After this process, we check for null values again. The only null values left are in the replyContent column, representing reviews without a reply from the app's team.

In [None]:
google_data.isnull().sum()

The same operations are performed for the paytm_data and phonepe_data as well.

In [None]:
null_mask = paytm_data['appVersion'].isnull()

for index,row in (paytm_data[null_mask].iterrows()):
  count = paytm_data[paytm_data['date']==row['date']]['appVersion'].value_counts()
  common = count.index[0]
  paytm_data.loc[index, 'appVersion'] = common

In [None]:
null_mask = phonepe_data['appVersion'].isnull()

for index,row in (phonepe_data[null_mask].iterrows()):
  count = phonepe_data[phonepe_data['date']==row['date']]['appVersion'].value_counts()
  common = count.index[0]
  phonepe_data.loc[index, 'appVersion'] = common

## **Creating a table from Most Helpful Reviews for Word Analysis**

First, we will use .value_counts() to find frequency of reviews with a particular number of thumbsUpCount. We plot this on scatterplot using matplotlib

In [None]:
likes_count = google_data['thumbsUpCount'].value_counts().sort_index()
plt.figure(figsize=(10,4))

plt.title("Number of Likes vs Frequency")
plt.xlabel("Number of Likes")
plt.ylabel("Frequency")

plt.scatter(likes_count.index, likes_count.values)

Plot shows us about half data sits at 0 likes (about 17500 out of 40000). Lets zoom in by defining axes to separate outliers.

In [None]:
plt.figure(figsize=(10,4))
plt.xlim(-10,1500)
plt.ylim(0,5)
plt.title("Number of Likes vs Frequency")
plt.xlabel("Number of Likes")
plt.ylabel("Frequency")

plt.scatter(likes_count.index, likes_count.values)

We will create a separate table for reviews with a thumbs-up count **greater than 1100**. This will allow us to focus on the most highly rated reviews and potentially identify common themes or characteristics that contribute to their popularity. We will also delete these entries (outliers) from original dataframe.

In [None]:
google_mosthelpful = google_data[google_data['thumbsUpCount'] >= 1100]
google_data = google_data[google_data['thumbsUpCount'] < 1100]

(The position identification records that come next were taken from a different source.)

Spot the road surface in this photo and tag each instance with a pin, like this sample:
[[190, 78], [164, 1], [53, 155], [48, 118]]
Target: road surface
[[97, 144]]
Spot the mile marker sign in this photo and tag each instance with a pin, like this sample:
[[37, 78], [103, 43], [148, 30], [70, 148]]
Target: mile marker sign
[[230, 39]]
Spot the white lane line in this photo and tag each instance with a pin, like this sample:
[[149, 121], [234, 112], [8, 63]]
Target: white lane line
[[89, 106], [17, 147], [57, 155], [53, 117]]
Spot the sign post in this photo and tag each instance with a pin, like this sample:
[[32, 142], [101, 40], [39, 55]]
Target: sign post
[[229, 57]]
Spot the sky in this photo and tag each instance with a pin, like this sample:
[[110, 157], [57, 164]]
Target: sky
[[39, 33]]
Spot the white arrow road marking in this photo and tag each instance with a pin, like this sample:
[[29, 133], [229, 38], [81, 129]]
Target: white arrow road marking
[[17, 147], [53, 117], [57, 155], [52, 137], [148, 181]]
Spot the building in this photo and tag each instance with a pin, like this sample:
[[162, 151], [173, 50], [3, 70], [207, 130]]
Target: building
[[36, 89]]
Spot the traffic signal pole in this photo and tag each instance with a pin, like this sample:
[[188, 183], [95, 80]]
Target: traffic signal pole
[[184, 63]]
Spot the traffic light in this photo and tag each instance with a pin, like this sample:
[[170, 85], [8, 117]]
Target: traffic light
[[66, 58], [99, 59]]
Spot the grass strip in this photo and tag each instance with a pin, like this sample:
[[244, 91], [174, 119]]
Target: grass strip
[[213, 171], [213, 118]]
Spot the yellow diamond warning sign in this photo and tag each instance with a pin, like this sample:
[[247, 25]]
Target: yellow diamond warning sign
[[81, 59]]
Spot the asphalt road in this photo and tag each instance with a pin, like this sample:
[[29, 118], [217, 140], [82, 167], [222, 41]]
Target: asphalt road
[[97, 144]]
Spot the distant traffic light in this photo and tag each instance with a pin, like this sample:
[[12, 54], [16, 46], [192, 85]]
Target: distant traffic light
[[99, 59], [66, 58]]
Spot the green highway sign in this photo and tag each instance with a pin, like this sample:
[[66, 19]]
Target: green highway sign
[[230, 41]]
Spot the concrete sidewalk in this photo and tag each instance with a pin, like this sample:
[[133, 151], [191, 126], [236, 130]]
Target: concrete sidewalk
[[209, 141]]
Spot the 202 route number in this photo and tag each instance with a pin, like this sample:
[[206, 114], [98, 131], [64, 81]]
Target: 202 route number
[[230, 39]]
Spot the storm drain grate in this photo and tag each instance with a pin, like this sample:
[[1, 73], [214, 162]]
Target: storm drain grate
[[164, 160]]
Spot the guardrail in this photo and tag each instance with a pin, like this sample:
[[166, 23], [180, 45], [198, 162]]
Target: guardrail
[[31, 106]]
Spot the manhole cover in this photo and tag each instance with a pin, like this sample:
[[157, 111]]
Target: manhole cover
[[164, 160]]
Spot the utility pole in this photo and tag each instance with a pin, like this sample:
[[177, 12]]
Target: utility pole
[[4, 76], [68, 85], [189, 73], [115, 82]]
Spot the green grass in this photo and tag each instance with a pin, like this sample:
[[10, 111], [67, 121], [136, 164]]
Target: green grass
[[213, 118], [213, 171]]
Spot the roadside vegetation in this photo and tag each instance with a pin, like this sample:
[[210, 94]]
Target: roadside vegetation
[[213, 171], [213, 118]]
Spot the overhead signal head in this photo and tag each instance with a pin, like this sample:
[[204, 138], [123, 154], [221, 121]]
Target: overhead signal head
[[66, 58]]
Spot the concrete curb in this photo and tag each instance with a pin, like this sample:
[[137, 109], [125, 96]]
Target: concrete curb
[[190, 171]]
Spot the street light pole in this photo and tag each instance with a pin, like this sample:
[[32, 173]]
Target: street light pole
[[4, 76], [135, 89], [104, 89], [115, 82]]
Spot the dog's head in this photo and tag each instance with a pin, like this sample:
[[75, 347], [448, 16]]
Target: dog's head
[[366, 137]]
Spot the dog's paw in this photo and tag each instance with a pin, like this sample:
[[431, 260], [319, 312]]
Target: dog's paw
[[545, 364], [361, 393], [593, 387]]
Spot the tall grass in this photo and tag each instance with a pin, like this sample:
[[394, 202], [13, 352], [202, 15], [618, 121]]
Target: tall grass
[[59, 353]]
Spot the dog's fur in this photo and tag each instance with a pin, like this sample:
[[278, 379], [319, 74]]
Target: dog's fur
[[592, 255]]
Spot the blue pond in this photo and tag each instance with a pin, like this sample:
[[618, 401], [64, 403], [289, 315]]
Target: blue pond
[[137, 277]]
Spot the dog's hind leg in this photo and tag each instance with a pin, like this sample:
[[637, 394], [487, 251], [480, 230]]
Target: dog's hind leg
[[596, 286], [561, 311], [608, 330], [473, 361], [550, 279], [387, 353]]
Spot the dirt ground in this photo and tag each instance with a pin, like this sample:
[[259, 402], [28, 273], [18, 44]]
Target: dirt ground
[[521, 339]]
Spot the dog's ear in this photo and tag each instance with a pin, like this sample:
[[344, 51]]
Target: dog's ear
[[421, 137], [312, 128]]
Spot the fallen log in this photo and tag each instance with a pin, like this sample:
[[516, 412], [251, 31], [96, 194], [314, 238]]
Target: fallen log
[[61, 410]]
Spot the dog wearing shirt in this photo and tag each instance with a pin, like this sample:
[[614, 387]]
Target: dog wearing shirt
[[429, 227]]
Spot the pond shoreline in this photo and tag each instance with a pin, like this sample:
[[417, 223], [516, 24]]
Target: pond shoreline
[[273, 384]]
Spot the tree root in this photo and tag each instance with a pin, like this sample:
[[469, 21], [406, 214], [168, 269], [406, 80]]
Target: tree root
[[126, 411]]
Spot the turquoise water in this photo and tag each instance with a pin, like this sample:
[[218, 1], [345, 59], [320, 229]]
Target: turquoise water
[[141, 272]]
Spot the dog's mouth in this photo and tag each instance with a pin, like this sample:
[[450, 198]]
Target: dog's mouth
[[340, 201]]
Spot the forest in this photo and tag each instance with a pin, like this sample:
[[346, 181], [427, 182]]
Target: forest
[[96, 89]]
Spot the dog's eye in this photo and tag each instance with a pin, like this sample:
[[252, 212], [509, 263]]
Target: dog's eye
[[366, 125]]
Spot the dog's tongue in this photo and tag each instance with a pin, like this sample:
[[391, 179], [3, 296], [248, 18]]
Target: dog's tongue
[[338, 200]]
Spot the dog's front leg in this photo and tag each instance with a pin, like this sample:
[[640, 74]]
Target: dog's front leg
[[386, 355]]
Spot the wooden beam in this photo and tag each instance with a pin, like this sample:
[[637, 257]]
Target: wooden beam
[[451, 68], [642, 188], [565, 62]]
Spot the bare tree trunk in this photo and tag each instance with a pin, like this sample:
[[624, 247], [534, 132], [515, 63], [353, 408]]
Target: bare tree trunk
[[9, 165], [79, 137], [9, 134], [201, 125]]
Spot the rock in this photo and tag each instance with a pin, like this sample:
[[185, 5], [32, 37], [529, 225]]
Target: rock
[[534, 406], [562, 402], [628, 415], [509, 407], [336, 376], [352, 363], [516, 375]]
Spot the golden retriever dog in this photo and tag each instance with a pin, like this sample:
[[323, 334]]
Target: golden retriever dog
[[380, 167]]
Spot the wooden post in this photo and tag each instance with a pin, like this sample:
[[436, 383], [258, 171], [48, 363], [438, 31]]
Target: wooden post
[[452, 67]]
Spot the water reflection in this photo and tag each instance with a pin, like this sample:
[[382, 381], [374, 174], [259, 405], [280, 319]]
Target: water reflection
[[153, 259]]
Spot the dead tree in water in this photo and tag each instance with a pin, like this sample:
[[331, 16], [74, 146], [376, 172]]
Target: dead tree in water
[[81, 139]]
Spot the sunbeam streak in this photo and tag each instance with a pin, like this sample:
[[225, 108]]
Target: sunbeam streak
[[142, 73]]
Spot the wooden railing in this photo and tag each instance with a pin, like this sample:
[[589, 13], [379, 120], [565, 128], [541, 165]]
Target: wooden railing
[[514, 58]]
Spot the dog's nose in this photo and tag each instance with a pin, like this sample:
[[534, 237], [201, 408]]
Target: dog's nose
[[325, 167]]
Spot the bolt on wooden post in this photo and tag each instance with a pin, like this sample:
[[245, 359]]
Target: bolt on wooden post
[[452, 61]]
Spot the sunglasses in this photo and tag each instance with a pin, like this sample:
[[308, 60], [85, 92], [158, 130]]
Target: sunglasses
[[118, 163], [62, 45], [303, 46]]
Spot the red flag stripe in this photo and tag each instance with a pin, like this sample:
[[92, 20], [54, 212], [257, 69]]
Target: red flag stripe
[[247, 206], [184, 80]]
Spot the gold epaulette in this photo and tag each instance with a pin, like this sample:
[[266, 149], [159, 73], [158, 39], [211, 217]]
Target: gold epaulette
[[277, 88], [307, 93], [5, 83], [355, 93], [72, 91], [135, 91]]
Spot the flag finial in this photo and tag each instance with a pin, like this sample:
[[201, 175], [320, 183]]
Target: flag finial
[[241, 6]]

The same operations are performed for the paytm_data and phonepe_data as well.

In [None]:
likes_count = paytm_data['thumbsUpCount'].value_counts().sort_index()
plt.figure(figsize=(10,4))

plt.title("Number of Likes vs Frequency")
plt.xlabel("Number of Likes")
plt.ylabel("Frequency")

plt.scatter(likes_count.index, likes_count.values)

In [None]:
plt.figure(figsize=(10,4))
plt.xlim(-10,1500)
plt.ylim(0,5)
plt.title("Number of Likes vs Frequency")
plt.xlabel("Number of Likes")
plt.ylabel("Frequency")

plt.scatter(likes_count.index, likes_count.values)

We will create a separate table for reviews with a thumbs-up count **greater than 800**.

In [None]:
paytm_mosthelpful = paytm_data[paytm_data['thumbsUpCount'] >= 800]
paytm_data = paytm_data[paytm_data['thumbsUpCount'] < 800]

In [None]:
likes_count = phonepe_data['thumbsUpCount'].value_counts().sort_index()
plt.figure(figsize=(10,4))

plt.title("Number of Likes vs Frequency")
plt.xlabel("Number of Likes")
plt.ylabel("Frequency")

plt.scatter(likes_count.index, likes_count.values)

In [None]:
plt.figure(figsize=(10,4))
plt.xlim(-10,1500)
plt.ylim(0,5)
plt.title("Number of Likes vs Frequency")
plt.xlabel("Number of Likes")
plt.ylabel("Frequency")

plt.scatter(likes_count.index, likes_count.values)

We will create a separate table for reviews with a thumbs-up count **greater than 800**.

In [None]:
phonepe_mosthelpful = phonepe_data[phonepe_data['thumbsUpCount'] >= 800]
phonepe_data = phonepe_data[phonepe_data['thumbsUpCount'] < 800]

# EDA on Individual Company

### Most Positive Word and Negative Word in Helpful Reviews for GPay

In [None]:
from collections import Counter #to count the words
import re

The Counter module is imported for counting elements from a list. The RegEx module is used for regular expression operations like splitting strings by (space, dot, comma).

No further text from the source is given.